We just keep our bucks in with the girls, so I am not an expert on bringing the doe to the buck. I am thinking she saw the doe in heat and took her to the buck, and she kept them together for either a few hours to a couple days,but then to be sure she waited 21 days and did it again, the buck would act interested, but that does't mean she stood the 2nd time, because if she was already pregnant she wouldn't come back into heat and she wouldn't stand still for him. But the bucks will try their best. She should now if she actually was in standing heat, but maybe she can't remember, maybe she just put the doe in for a couple days and wasn't watching, hard to say. 

NOw did she mean she kept the doe in with the buck for the entire time frame to cover two possible heat cycles, so atleast 21 days. I don't think this is what you mean or she means, but that is another option.

Keep in mind a doe can kid between 145 and 155 days of gestation, so there already is a range for the possible due date.


----------



## oakmarsh nigerians (Mar 17, 2011)

I'm sure she only kept her in the barn with the buck on two occasions for a few days. That's why I was so confused (being new to this), when she didn't initially mention the first "date" they had. The doe (and her udder) is big enough now that I wouldn't be surprised to see babies sooner rather than later. May 4th was scaring me, given the size of things lately.

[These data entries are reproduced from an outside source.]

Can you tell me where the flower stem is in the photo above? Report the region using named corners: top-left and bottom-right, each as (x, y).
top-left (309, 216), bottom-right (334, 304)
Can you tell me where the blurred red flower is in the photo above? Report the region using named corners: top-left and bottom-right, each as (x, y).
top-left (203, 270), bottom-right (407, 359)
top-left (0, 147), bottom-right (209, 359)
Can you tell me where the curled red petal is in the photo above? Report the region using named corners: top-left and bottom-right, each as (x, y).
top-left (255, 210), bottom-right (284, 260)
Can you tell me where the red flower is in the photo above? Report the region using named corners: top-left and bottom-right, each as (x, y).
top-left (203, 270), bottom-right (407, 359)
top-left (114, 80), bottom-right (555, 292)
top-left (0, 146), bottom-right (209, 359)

The other little doe is just the opposite. Tiny little thing with NO udder, but I have felt movement in front of where it would be IF she had one! She's due supposedly at the same time. She really doesn't even look like she's expecting, but I was told that's how she has been the other two times also.


This will be an adventure, and I'm hoping for ALL bucks except one (isn't that the correct way to wish with these girls?)

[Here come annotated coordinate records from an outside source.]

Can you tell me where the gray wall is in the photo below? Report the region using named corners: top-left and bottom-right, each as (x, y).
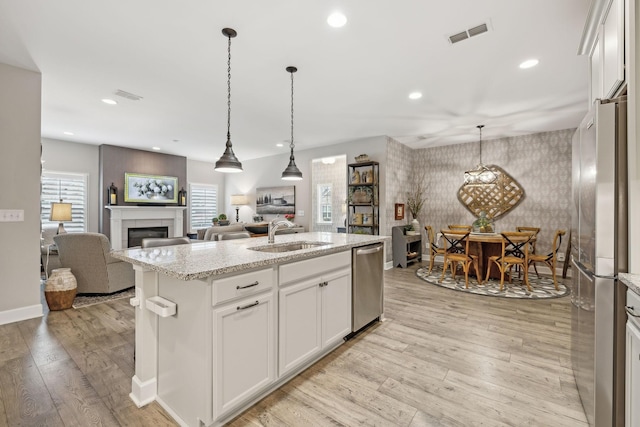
top-left (0, 64), bottom-right (42, 324)
top-left (98, 145), bottom-right (187, 236)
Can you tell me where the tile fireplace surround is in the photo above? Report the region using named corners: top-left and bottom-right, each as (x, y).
top-left (105, 206), bottom-right (186, 250)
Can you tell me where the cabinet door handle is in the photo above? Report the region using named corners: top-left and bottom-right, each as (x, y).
top-left (624, 305), bottom-right (640, 317)
top-left (236, 301), bottom-right (260, 310)
top-left (236, 280), bottom-right (260, 289)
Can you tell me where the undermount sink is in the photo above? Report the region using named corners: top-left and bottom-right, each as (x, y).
top-left (247, 242), bottom-right (331, 252)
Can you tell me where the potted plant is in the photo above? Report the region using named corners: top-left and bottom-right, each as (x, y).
top-left (218, 214), bottom-right (229, 225)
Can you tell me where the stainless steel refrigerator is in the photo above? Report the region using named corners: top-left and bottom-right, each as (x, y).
top-left (571, 97), bottom-right (627, 427)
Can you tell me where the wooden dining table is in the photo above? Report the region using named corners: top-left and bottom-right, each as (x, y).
top-left (439, 232), bottom-right (536, 281)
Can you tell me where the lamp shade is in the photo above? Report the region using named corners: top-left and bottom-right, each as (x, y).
top-left (49, 202), bottom-right (73, 222)
top-left (231, 194), bottom-right (249, 206)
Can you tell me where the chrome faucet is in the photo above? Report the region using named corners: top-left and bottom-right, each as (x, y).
top-left (268, 217), bottom-right (294, 243)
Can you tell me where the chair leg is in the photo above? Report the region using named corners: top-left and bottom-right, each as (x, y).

I'll be happy with any truthfully. The doe who looks like she's carrying multiples is bred to a 10 year old buck. He may not have many more boys, after this year.


----------



## oakmarsh nigerians (Mar 17, 2011)

This doe with the nice udder is legally Kids Corral FF Accuracy, she's bred to MCH Caesars Villa FL Brat in the Barn. So, these babies will make Kate a Grandma again, since the FF stands for Fire Flame!

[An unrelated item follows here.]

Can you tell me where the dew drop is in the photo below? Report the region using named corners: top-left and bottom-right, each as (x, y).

This little Girl is Suthrn Charm, and she's bred (we think) to a Tsuga grandson. I think she is bred, since she's not appeared to have gone into heat since.


----------



## julieq (Mar 17, 2011)

We give our ND does grain morning and night, about 1/2 a lb each, year round (COB with molasses).  To this we add Supergain supplement, with vitamins, minerals and probiotics in the morning grain.    If they're milking then they get fed grain on the milk stand, actually challenge feeding, which means as much as they want while we're milking.  They have free choice alfalfa hay, Golden Blend minerals and baking soda free choice.


----------



## oakmarsh nigerians (Mar 17, 2011)

Thank you, Julie! It sounds as if your grain is very similar to what I have. The gentleman who owns the mill has his degree from NC State, and developed the "natural" blend. The tag even says he's allowed for the probios, etc. His goats must eat more slowly than these girls do, is all I can imagine. Although, the past two weeks they've pretty much inhaled everything offered. Now that it's getting warmer, I'm having to replenish the water more frequently also.

I peeked at your wonderful site, too. Pretty ladies and a pretty new April baby. Congrats! You answered another of my "issues" on your site about the barn. I'm going to put the kidding pen in one of my barn stalls, and wondered about the best, most natural "disinfectant". Our farm is as organic as we can manage. I also liked the idea of handkerchiefs as filters, very good!


----------



## 20kidsonhill (Mar 18, 2011)

They look nice and healthy, the one, obviously pregnant The other one looks open to me, but things can change a lot in a month. It is amazing to me they are due so close together and look so different in their development of gestation. 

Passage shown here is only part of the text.